Instellingen voor doorsturen configureren voor inkomende faxberichten

U kunt instellen dat faxberichten worden doorgestuurd naar maximaal vijf bestemmingen, e-mailadressen, gedeelde mappen en/of een ander faxapparaat, ongeacht de afzender of het tijdstip. Als u instellingen maakt voor het doorsturen van ontvangen faxberichten, moet u de bestemmingen van doorsturen eerst toevoegen aan de contactpersonenlijst. Om een e-mailadres door te sturen, moet u ook de instellingen van de e-mailserver van tevoren configureren.

Een e-mailserver configureren

Een gedeelde netwerkmap instellen

Contactpersonen beschikbaar maken

Gekleurde documenten kunnen niet worden doorgestuurd naar een ander faxapparaat. Ze worden verwerkt als documenten die niet kunnen worden doorgestuurd.

Opmerking:
  • Behalve het bedieningspaneel van de printer kunt u ook Web Config gebruiken om het doorsturen van ontvangen faxberichten in te stellen. Selecteer het tabblad Fax > Instellingen opsl./doorsturen > Onvoorwaardelijk opslaan/doorsturen en configureer vervolgens de instellingen voor doorsturen in Faxuitvoer.

  • U kunt tegelijkertijd ontvangen faxberichten afdrukken en/of opslaan. Configureer de instellingen in het scherm Faxuitvoer.

  1. Selecteer Instel. op het bedieningspaneel van de printer en selecteer vervolgens Algemene instellingen > Faxinstellingen.

  2. Selecteer Ontvangstinstellingen > Instellingen opsl./doorsturen > Onvoorwaardelijk opslaan/doorsturen.

    Wanneer een bericht wordt weergegeven, leest u de inhoud en tikt u vervolgens op OK.

  3. Stel maximaal vijf doorstuurbestemmingen in.

    Selecteer Doorsturen.

    Selecteer Ja. Om de documenten automatisch af te drukken en ze door te sturen, selecteert u in plaats daarvan Ja en afdrukken.

    Bestemming > Gegeven toevoegen en selecteer vervolgens doorstuurbestemmingen in de contactpersonenlijst. U kunt tot vijf doorstuurbestemmingen opgeven.

    Tik op Sluiten voor het voltooien van het selecteren van bestemmingen voor doorsturen, en tik vervolgens op Sluiten.

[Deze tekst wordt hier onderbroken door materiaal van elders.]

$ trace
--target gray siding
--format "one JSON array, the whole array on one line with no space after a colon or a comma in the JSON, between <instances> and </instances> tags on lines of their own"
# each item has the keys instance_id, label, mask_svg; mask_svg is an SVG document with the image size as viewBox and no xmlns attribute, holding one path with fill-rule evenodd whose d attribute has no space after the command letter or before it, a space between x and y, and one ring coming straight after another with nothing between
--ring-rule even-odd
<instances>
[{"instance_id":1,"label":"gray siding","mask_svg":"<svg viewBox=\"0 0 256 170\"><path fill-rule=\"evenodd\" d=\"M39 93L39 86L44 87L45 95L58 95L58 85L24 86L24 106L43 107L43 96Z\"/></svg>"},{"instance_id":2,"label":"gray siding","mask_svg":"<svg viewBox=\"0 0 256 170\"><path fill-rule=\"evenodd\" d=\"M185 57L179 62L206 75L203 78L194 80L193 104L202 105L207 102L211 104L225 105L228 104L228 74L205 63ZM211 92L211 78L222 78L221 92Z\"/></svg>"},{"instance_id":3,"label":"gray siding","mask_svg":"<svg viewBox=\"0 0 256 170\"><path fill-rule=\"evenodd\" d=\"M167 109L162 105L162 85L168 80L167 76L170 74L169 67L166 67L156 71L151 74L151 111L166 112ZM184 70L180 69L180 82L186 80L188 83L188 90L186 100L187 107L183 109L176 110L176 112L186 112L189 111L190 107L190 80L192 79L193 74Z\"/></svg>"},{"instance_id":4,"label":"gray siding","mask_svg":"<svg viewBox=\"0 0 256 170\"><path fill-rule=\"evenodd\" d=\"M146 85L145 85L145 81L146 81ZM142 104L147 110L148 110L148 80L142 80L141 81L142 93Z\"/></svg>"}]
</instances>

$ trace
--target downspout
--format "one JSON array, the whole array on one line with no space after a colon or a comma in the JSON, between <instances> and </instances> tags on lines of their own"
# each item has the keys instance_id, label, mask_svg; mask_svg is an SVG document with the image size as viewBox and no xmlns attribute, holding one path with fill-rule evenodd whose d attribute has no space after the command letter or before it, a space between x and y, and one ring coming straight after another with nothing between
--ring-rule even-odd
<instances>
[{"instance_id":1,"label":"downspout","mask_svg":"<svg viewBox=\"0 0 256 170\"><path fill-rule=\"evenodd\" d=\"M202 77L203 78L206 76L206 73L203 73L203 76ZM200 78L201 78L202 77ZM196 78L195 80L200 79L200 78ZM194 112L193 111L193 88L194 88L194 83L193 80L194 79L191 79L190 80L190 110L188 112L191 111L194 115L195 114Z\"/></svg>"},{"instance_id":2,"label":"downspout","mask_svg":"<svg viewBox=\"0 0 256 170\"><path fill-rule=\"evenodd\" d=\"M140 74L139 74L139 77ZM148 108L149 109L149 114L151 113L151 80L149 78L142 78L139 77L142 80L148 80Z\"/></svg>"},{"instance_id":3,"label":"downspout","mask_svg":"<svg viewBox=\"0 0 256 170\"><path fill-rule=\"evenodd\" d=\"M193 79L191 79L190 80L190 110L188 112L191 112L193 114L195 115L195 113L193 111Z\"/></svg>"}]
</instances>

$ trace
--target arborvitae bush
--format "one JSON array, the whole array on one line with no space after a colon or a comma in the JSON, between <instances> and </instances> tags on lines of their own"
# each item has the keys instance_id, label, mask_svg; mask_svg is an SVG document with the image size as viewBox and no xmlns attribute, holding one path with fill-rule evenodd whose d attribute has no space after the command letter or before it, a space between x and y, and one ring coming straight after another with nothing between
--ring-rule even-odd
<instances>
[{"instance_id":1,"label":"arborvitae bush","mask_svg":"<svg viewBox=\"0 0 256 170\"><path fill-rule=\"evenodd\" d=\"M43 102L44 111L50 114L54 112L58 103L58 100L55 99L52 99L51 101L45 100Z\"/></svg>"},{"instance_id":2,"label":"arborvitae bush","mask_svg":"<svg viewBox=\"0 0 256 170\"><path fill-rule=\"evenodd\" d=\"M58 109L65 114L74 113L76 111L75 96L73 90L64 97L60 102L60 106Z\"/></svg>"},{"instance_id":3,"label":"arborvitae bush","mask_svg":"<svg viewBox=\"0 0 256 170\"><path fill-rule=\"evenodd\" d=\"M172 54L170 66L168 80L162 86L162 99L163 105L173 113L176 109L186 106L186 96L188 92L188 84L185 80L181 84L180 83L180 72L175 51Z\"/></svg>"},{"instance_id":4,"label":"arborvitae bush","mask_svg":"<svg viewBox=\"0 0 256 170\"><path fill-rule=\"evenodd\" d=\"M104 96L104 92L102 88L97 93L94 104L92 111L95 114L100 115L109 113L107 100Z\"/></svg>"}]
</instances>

    Selecteer in Opties als doorsturen mislukt of ontvangen documenten moeten worden afgedrukt of dat u ze wilt opslaan in het Postvak IN van de printer wanneer het doorsturen mislukt.

    Tik op OK.

    Belangrijk:

    Wanneer de Postvak IN vol is, wordt het ontvangen van faxberichten uitgeschakeld. U moet de documenten verwijderen uit het Postvak IN wanneer ze zijn gecontroleerd. Het aantal documenten dat niet kon worden doorgestuurd, wordt weergegeven in op het startscherm, naast andere onverwerkte taken.

    Opmerking:

    U kunt instellen dat de printer een e-mail verzendt naar mensen die u op de hoogte wilt brengen wanneer faxberichten zijn doorgestuurd. Selecteer indien nodig E-mailmeldingen, stel de processen in en selecteer vervolgens in de contactpersonenlijst de bestemming waarnaar u de meldingen wilt verzenden.

  4. Selecteer Sluiten om de instellingen voor Onvoorwaardelijk opslaan/doorsturen te voltooien.

Opmerking:
  • De onvoorwaardelijke instellingen voor het doorsturen van ontvangen faxberichten zijn geconfigureerd. U kunt indien nodig Algemene instellingen instellen. Voor details wordt verwezen naar de toelichting voor Algemene instellingen in het menu Instellingen opsl./doorsturen.

  • Als u een gedeelde map in een netwerk of een e-mailadres hebt geselecteerd als de doorstuurbestemming, raden wij u aan te testen of u een gescande afbeelding naar de bestemming kunt sturen in de scanmodus. Selecteer op het startscherm Scannen > E-mail of Scannen > Netwerkmap/FTP, selecteer de bestemming en start het scannen.